Sensorfusion als Lösung
Cirrec hat das Problem gelöst, indem jede Schale einzeln analysiert wird. Dafür setzt das Unternehmen drei UniSort PR EVO 5.0-Sortiersysteme des Anlagenherstellers Steinert ein. Deren technisches Prinzip basiert auf Sensorfusion: Eine hyperspektrale NIR-Kamera erfasst die chemische Zusammensetzung des Materials, während eine Farbkamera die visuellen Merkmale erkennt. Die Besonderheit des Systems liegt in der synchronen Erfassung: Beide Sensoren richten sich zeitgleich auf denselben Punkt des Materials.
Diese parallele Datenerhebung ermöglicht es Steinert, das KI-basierte Sortierprogramm „Intelligent Object Identifier“ (IOI) einzusetzen, das auf die Erkennung von Lebensmittelverpackungen trainiert wurde. IOI erkenne charakteristische Muster wie Formen von Fertiggericht-Schalen, typische Bedruckungen und Oberflächenstrukturen, erklärt der Anlagenhersteller.
Die Sortiergenauigkeit erreicht den Angaben zufolge eine Reinheit von über 95 Prozent – ein Wert, der für die nachfolgenden Prozessschritte im lebensmittelechten Recycling erforderlich ist.
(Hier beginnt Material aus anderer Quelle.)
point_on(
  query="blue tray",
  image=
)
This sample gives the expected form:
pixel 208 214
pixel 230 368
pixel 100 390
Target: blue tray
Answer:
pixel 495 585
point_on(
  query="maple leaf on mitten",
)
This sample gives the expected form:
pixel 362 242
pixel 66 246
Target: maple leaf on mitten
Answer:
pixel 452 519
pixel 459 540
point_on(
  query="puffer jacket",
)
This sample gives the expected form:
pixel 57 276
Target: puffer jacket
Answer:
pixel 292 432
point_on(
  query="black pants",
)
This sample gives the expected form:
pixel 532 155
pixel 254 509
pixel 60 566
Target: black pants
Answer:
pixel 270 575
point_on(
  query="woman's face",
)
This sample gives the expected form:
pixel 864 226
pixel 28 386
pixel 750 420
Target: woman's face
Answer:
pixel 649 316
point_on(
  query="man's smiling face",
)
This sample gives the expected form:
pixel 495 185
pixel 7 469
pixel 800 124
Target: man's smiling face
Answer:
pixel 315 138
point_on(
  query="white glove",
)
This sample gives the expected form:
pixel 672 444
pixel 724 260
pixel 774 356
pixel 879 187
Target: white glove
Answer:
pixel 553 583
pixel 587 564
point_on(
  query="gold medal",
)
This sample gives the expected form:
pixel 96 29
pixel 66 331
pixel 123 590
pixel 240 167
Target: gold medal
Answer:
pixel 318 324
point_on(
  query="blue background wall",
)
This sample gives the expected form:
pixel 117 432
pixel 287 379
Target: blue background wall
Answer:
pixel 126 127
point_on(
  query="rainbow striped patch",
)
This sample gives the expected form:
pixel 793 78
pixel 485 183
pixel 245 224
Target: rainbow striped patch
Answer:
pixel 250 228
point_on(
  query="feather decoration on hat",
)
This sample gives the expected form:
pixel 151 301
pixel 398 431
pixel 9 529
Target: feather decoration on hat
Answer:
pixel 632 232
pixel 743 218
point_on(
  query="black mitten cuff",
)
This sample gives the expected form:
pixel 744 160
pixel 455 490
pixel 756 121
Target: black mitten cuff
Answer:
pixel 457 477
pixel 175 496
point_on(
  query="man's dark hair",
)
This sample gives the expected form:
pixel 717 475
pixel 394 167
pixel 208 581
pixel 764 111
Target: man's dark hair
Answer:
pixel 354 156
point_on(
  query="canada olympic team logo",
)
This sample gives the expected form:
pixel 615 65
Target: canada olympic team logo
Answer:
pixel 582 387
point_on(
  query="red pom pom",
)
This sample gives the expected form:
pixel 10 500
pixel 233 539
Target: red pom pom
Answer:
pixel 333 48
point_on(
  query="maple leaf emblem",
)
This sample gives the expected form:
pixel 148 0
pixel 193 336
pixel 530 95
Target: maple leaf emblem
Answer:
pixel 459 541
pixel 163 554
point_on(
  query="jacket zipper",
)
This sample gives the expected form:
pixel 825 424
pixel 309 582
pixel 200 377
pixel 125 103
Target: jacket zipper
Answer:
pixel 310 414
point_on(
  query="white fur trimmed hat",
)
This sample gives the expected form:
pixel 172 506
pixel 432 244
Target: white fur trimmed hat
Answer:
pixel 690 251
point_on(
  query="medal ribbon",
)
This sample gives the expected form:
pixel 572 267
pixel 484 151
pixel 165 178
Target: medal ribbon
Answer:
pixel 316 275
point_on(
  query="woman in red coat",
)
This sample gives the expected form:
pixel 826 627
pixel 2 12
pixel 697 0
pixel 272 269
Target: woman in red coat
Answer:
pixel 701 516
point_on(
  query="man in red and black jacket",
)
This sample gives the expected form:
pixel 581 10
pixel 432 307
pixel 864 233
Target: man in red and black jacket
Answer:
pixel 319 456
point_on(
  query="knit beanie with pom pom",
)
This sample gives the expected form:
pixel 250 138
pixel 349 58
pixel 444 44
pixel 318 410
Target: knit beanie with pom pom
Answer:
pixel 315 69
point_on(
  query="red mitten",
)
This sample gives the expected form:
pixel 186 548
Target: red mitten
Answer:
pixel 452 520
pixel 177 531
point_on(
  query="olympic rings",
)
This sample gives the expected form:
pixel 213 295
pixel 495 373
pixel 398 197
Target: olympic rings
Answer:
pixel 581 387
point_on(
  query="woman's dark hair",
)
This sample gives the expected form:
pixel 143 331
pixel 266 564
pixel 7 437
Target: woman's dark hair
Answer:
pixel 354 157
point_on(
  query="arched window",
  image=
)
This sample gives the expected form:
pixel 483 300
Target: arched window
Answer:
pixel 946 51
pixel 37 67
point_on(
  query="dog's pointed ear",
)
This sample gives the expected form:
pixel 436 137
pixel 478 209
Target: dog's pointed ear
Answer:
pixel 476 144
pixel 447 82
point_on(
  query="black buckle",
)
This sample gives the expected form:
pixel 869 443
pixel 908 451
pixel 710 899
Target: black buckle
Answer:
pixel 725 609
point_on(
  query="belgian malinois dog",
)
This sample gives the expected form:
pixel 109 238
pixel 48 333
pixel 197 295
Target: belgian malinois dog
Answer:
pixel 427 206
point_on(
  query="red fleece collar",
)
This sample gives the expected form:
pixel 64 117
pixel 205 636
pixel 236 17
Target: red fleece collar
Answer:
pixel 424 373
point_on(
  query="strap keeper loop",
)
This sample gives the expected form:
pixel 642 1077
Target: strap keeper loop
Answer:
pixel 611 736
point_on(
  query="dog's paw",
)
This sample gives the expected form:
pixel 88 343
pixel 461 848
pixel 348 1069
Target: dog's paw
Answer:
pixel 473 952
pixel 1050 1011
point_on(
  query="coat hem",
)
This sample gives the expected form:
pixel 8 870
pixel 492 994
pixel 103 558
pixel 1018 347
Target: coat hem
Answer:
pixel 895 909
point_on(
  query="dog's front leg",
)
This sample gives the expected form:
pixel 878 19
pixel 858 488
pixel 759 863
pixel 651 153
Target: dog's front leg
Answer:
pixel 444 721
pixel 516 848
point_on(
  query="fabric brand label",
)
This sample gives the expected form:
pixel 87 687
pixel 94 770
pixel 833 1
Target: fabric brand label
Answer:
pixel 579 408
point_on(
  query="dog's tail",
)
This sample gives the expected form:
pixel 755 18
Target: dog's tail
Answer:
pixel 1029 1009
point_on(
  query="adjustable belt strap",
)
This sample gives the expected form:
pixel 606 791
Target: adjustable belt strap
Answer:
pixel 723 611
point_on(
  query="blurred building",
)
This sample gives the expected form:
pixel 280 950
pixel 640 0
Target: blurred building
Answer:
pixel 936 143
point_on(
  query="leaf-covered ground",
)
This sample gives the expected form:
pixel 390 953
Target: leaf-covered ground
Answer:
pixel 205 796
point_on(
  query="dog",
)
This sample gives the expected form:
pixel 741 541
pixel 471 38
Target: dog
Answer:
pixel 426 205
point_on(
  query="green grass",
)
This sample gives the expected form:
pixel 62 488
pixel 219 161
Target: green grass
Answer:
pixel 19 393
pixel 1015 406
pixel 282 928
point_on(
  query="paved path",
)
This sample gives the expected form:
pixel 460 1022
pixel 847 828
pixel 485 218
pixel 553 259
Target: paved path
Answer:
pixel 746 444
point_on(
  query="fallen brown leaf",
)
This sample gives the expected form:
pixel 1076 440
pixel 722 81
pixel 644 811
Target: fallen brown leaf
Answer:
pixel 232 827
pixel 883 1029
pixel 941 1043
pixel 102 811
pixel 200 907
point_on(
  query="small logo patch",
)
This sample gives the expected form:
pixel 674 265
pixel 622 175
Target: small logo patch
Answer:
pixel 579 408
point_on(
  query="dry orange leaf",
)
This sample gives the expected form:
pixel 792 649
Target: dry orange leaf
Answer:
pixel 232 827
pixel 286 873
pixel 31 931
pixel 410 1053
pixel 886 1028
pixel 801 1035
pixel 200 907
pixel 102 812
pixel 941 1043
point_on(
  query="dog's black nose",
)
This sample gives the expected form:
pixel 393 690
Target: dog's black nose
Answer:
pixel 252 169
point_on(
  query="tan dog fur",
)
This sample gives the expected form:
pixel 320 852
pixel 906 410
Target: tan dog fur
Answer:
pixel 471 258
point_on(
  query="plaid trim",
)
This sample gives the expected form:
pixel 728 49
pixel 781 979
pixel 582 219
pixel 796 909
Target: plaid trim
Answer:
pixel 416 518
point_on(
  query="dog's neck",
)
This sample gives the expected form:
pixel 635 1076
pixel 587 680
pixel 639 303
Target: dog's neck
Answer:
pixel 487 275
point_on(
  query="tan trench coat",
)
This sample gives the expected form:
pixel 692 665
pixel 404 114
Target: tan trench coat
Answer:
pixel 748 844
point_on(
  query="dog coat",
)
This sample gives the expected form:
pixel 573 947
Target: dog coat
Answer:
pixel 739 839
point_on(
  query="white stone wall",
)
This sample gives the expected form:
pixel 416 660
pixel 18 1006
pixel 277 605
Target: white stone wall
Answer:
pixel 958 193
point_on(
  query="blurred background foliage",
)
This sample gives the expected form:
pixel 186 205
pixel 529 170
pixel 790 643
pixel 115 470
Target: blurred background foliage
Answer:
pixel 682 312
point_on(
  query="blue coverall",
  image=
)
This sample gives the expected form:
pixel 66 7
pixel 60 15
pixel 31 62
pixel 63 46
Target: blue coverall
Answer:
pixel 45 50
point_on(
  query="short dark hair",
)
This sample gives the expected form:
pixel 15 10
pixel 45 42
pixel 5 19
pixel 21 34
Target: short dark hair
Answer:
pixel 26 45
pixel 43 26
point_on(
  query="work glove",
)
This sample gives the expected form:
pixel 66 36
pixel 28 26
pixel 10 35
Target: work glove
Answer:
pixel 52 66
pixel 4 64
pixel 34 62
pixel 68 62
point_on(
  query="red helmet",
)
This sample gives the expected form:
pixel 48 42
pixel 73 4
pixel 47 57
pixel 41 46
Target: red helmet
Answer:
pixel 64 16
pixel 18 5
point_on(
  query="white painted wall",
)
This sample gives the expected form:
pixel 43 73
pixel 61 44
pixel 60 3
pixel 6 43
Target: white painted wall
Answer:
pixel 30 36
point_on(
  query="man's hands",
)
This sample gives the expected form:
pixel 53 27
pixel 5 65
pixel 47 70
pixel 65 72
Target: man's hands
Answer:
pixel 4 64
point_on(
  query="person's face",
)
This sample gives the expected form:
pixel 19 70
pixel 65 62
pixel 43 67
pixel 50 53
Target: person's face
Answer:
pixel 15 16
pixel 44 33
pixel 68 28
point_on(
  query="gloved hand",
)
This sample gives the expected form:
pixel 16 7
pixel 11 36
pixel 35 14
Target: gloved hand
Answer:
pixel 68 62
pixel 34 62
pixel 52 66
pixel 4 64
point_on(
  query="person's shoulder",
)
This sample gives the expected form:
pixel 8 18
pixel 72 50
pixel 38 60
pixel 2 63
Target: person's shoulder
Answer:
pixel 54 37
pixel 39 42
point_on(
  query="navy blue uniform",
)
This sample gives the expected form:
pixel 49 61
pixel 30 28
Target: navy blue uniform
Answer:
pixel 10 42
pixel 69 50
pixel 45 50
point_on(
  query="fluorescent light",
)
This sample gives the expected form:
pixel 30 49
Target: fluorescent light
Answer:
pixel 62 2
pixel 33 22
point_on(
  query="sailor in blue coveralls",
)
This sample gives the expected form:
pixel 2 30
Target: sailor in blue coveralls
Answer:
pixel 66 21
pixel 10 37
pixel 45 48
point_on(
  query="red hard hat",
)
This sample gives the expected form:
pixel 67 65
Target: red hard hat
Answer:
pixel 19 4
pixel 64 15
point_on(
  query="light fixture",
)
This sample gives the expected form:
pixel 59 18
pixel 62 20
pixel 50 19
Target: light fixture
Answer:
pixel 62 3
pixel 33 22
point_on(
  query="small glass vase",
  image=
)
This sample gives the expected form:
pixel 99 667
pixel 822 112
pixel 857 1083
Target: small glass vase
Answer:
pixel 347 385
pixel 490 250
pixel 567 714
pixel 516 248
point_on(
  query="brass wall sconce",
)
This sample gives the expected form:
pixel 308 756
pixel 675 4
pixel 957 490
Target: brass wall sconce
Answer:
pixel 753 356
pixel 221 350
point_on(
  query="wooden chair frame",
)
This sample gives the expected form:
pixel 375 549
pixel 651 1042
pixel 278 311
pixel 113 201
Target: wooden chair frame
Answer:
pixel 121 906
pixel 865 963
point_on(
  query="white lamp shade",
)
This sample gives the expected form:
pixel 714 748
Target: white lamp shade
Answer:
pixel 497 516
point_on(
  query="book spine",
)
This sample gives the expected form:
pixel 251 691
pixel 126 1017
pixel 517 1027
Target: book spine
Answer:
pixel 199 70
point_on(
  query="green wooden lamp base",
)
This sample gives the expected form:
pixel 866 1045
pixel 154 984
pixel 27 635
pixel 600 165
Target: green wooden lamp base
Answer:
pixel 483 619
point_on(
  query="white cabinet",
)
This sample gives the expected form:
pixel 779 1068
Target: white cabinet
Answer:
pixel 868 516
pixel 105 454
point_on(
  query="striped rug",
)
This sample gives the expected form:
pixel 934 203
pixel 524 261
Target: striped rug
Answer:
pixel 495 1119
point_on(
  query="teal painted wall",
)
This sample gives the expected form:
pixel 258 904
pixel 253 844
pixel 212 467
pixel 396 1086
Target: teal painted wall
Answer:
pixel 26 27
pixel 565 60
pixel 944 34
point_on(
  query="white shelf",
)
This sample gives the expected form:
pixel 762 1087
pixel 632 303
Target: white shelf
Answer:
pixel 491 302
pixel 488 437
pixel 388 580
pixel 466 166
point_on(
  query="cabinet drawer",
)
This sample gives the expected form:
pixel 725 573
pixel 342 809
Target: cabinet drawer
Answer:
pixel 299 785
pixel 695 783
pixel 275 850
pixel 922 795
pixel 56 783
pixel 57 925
Nach der optischen Sortierung folgen die mechanischen Aufbereitungsschritte: Mahlen, Waschen und die Weiterverarbeitung zu Flakes und Pellets. Das aufbereitete Material fließt dann in die Produktionsstandorte der Faerch Group, wo es zu neuen Verpackungen mit einem durchschnittlichen Recyclinganteil von 70 Prozent verarbeitet wird. Eine Lebenszyklusanalyse hat laut Steinert ergeben, dass Tray-rPET 57 Prozent weniger Emissionen verursacht als Virgin-PET.
Der europäische Markt für starre PET-Lebensmittelverpackungen aus Haushalten umfasst nach Branchenangaben rund 1,1 Millionen Tonnen pro Jahr – mit einer jährlichen Wachstumsrate von zuletzt etwa 15 Prozent. Während das Bottle-to-Bottle-Recycling von PET-Getränkeflaschen in Europa bereits etabliert ist, fehlt für PET-Schalen bislang ein vergleichbarer Kreislauf. Zwar lag 2022 der Rezyklatgehalt in Schalen im europäischen Durchschnitt bei 44 Prozent – allerdings stammte dieses Material überwiegend aus dem Flaschenrecycling, nicht aus einem geschlossenen Schalenkreislauf.
Cirrec hat angekündigt, weitere Standorte in Europa aufzubauen, um die Recyclingkapazität bis 2025 auf das Äquivalent von mindestens fünf Milliarden Lebensmittelschalen jährlich zu steigern. Zugute kommt dabei, dass der Intelligent Object Identifier als lernfähiges System konzipiert ist. Ändert sich die Zusammensetzung des Inputmaterials oder kommen neue Verpackungsdesigns auf den Markt, lässt sich die KI ohne Hardwaretausch auf neue Sortieraufgaben trainieren.